ADR-008: Database-Agnostic Metadata Schema¶
- Status: Accepted
- Date: 2026-01-11
- Authors: Podcast Scraper Team
- Related RFCs: RFC-011
- Related PRDs: PRD-004
Context & Problem Statement¶
Metadata is consumed by various downstream systems: PostgreSQL (JSONB), MongoDB, ClickHouse, and simple web dashboards. We need a format that is rich enough for all but requires zero transformation for ingestion.
Decision¶
Metadata documents follow a Database-Agnostic Schema:
- Format: Strictly valid JSON.
- Naming:
snake_casefor all fields (SQL-friendly). - Timestamps: ISO 8601 strings (universally parsable).
- Structure: Flat logical groups (
feed,episode,content,processing).
Rationale¶
- Zero-ETL Ingestion: Allows piping JSON files directly into Postgres or Mongo without writing custom "adapter" code.
- Human Readability: JSON remains readable for debugging while providing the structure needed for scale.

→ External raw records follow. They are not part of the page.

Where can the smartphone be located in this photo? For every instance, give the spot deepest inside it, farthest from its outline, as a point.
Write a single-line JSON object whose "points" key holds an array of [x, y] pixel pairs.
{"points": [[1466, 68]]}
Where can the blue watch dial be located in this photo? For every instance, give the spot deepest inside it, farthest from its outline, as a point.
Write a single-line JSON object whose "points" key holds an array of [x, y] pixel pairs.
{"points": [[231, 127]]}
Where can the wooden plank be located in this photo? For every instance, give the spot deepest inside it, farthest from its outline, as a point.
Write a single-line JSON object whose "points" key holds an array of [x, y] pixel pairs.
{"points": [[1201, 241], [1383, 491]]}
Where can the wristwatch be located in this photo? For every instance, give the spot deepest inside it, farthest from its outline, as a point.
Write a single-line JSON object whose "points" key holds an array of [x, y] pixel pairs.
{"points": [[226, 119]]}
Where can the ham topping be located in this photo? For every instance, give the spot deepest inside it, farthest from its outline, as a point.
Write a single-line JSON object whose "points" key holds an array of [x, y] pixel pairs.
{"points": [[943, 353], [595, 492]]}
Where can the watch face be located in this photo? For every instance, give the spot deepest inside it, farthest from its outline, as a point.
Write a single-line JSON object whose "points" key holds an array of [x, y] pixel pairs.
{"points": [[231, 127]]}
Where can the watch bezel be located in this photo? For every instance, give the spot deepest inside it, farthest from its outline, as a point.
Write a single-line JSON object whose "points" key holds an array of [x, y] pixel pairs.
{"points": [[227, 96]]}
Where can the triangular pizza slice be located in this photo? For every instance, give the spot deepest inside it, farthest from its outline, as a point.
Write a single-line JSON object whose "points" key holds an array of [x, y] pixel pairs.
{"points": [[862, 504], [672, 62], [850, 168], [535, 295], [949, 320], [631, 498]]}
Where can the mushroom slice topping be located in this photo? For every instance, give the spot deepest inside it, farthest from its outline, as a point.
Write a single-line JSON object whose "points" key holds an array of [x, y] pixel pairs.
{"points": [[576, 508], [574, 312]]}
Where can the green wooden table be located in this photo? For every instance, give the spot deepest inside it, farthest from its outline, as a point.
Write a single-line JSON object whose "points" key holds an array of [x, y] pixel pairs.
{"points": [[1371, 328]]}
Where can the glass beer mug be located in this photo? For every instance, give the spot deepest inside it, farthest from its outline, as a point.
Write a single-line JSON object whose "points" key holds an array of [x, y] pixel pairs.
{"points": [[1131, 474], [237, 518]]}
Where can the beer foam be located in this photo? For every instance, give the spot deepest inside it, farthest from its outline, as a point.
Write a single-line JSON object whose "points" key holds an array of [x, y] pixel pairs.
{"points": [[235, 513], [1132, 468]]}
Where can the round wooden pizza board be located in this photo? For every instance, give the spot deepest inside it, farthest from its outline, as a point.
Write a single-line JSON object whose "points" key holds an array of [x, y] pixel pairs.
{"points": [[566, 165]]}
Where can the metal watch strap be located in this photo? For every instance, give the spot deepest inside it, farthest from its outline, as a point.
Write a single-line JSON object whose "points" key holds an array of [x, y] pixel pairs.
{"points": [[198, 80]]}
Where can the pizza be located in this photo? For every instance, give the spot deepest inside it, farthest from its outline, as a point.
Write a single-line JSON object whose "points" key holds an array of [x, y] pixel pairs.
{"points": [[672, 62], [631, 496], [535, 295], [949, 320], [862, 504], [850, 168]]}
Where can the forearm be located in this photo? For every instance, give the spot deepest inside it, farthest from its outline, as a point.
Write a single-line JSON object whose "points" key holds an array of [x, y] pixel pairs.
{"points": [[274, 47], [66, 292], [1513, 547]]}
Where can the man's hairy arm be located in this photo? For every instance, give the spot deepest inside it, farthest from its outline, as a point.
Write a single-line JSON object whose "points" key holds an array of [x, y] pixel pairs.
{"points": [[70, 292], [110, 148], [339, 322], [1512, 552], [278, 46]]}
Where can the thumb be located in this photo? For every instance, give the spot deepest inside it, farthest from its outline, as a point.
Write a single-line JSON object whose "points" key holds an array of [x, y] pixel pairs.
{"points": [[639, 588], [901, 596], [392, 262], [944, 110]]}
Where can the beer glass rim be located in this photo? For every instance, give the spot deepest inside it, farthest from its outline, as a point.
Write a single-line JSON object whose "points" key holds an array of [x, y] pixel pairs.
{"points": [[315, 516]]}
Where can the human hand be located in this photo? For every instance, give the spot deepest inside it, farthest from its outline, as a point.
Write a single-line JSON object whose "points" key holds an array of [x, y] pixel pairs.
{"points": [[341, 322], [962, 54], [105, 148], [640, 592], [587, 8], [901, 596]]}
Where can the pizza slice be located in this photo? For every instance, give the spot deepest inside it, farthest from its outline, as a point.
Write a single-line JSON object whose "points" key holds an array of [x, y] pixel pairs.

- Consistency: Centralizing this in a Pydantic model (RFC-008) ensures all episodes adhere to the same contract.
Alternatives Considered¶
- SQLite Database per Run: Rejected as it's harder to version control and diff than text files.
- YAML: Rejected as the primary metadata format due to poor native support in many database ingestion tools (though kept as an optional human-only export).
Consequences¶
- Positive: High interoperability; rapid development of dashboards and analytics.
- Negative: JSON is slightly more verbose than binary formats (though negligible at this scale).